History of the Institute of Anatomy
History of the Institute of Anatomy
The origins of the Institute of Anatomy go back to 1919, when the first medical students were taught in a villa and in two wooden military huts. It took almost 40 years before the Institute was completed in April 1958. Due to increasing numbers of students, a second chair was introduced in 1958, and the neighbouring building, orginally the bathing house, was incorporated into the core institute.

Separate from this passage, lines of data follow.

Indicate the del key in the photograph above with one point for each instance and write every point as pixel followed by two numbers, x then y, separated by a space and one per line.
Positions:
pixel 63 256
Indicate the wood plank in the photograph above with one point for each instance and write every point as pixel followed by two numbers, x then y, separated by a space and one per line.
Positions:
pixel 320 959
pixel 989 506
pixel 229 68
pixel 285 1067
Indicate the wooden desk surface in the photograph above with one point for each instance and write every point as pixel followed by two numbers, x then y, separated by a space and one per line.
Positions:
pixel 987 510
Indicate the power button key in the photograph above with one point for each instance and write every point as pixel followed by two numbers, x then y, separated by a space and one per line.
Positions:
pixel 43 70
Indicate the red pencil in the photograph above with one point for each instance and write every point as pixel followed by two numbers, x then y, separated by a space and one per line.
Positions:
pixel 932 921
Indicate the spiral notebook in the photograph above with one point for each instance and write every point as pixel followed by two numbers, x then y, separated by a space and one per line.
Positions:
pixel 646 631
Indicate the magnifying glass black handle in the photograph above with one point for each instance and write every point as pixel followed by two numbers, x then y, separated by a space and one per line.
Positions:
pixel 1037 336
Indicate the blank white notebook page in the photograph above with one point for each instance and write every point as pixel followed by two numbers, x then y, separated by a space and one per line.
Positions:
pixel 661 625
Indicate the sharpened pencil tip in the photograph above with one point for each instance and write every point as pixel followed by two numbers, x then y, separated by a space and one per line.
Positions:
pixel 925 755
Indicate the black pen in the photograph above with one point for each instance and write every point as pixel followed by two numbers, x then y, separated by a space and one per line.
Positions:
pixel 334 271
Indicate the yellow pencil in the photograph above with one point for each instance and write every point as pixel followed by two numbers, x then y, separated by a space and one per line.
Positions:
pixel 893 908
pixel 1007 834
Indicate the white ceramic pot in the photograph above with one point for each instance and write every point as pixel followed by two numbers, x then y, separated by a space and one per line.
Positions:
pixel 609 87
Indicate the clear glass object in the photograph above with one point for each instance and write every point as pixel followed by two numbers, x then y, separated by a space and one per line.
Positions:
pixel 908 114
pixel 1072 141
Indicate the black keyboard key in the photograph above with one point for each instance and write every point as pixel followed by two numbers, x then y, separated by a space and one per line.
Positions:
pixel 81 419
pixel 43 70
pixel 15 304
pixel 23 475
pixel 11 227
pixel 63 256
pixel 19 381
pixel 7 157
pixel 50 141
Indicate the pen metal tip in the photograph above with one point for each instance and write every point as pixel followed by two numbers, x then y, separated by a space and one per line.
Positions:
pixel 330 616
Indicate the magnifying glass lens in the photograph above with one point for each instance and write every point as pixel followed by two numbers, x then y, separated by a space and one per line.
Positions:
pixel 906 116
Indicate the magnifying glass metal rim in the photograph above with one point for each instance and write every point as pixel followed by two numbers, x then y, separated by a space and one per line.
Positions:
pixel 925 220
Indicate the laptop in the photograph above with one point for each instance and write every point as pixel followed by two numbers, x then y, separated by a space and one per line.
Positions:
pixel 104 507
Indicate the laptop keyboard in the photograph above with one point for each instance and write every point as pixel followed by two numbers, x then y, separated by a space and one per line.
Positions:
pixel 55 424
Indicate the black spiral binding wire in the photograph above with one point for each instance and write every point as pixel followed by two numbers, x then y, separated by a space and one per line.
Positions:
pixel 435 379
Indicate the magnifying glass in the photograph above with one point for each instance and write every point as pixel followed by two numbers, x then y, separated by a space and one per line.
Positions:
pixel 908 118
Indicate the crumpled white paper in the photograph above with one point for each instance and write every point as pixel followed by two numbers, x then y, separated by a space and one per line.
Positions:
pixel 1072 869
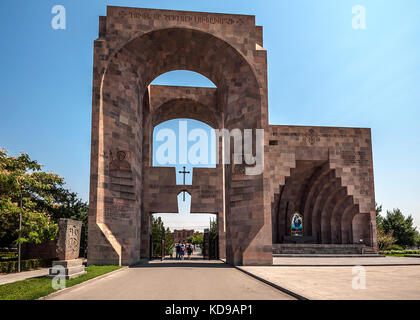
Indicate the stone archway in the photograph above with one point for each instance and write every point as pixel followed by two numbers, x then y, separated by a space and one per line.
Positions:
pixel 128 55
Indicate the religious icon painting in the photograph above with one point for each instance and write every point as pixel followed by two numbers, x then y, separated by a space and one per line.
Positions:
pixel 297 224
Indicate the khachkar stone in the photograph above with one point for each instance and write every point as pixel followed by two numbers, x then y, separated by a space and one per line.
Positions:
pixel 69 265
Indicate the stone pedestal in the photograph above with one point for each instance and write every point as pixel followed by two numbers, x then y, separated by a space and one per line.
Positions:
pixel 68 269
pixel 68 266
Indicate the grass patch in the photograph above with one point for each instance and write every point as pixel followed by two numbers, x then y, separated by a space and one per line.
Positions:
pixel 31 289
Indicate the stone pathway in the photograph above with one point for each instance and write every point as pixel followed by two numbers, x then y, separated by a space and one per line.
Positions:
pixel 13 277
pixel 345 261
pixel 396 282
pixel 176 280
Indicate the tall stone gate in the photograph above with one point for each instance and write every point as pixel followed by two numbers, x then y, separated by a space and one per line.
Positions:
pixel 324 173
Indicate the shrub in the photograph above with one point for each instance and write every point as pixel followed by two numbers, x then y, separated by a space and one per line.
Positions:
pixel 395 247
pixel 12 266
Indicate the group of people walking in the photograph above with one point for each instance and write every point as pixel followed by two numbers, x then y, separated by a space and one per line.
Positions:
pixel 181 250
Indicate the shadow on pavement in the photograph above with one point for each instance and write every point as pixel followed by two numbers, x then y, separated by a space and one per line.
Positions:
pixel 197 263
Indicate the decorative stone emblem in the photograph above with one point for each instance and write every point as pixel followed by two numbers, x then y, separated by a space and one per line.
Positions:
pixel 119 160
pixel 73 236
pixel 312 136
pixel 68 243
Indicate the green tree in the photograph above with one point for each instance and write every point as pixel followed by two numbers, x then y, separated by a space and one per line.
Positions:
pixel 44 201
pixel 400 227
pixel 22 178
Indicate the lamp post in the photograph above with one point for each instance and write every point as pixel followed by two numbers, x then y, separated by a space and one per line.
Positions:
pixel 163 244
pixel 20 231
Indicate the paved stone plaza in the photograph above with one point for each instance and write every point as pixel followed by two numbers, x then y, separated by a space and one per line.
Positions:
pixel 176 280
pixel 334 282
pixel 321 177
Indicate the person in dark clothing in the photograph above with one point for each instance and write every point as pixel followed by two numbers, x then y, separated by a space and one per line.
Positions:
pixel 189 251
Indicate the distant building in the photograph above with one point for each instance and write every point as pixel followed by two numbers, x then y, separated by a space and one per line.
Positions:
pixel 182 235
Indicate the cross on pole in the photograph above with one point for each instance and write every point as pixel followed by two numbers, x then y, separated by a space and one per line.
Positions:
pixel 184 173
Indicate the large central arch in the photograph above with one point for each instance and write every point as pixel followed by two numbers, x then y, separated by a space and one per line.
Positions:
pixel 122 124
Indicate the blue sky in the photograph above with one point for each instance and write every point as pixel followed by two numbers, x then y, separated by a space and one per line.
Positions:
pixel 321 72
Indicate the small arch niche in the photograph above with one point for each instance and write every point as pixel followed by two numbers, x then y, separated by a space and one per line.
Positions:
pixel 183 78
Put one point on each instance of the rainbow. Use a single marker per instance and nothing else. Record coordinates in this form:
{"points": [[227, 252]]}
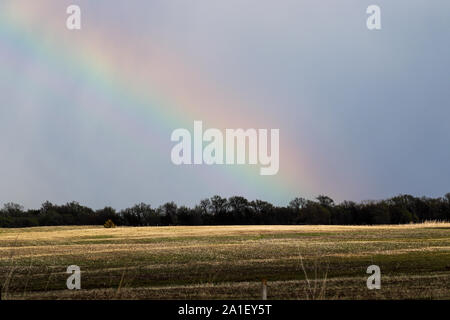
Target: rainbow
{"points": [[148, 86]]}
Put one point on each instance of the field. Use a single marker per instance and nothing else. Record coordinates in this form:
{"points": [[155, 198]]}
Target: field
{"points": [[227, 262]]}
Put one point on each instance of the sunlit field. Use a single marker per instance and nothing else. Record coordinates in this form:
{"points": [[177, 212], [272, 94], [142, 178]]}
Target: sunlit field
{"points": [[227, 262]]}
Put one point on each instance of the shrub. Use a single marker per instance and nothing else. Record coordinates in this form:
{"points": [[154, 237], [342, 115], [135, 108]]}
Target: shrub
{"points": [[109, 224]]}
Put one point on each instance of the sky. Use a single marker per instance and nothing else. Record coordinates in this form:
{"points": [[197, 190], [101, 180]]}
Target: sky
{"points": [[87, 115]]}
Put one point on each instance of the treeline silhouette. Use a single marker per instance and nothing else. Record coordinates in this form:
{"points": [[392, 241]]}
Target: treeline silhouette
{"points": [[236, 211]]}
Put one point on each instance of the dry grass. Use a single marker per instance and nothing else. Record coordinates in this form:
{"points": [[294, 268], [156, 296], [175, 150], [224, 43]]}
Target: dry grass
{"points": [[299, 262]]}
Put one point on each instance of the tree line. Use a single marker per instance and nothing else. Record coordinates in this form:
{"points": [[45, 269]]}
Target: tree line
{"points": [[236, 211]]}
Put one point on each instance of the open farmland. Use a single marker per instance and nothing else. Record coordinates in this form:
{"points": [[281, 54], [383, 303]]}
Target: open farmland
{"points": [[226, 262]]}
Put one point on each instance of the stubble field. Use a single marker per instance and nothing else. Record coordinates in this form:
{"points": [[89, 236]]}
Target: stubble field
{"points": [[226, 262]]}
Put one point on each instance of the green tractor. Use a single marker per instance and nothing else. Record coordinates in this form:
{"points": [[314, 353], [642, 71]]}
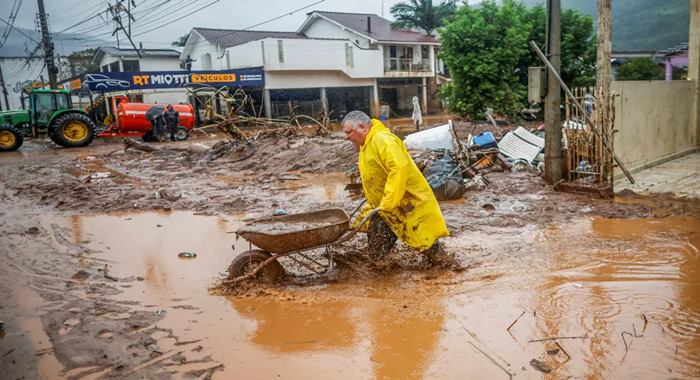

A long list of renowned scientists have worked at the Institute. Many of them did not stay for long, such as Friedrich Meves and Wilhelm von Möllndorf, as they werre soon appointd to other universities. They were followed by Heinrich Poll, who was driven out of office by the Nazi regime in 1933, and Kurt Goerttler, who went on to Heidelberg to set up an anatomical institute according to the wishes of the Reich's educatiion minister. He was followed by Johannes Brodersen, who was responsible for initiating the Anatomic Collection , but who was forced into early retirement by the NS regime. Karl Zeiger, who followed him, was head of the Insitute for 17 years, and was responsible for the introduction of electronen microscopy. His successor, Ernst Horstmann, was known for his scientific versatility, carrying out fundamental work on the morphology of the skin, the central nervous syste and sperm cell development. The embryologist Hermann Bautzmann, the neuroanatomists Kurt Fleischhauer, Werner Lierse, and Adolf Friedrich Holstein, to whom we largely owe our knowledge on spermatogenese, were also heads of the Institute.
After restructuring of the Univesity Medical Center Hamburg-Eppendorf, there are today two Anatomical Institutes: the Institute für Neuroanatomy, Chair: Prof. Gabriele Rune until October 2021 and the Institute of
Anatomie und Experimentelle Morphologie
,
Chair: Prof. Udo Schumacher.
Both institutes belong to the Center for Experimental Medicine.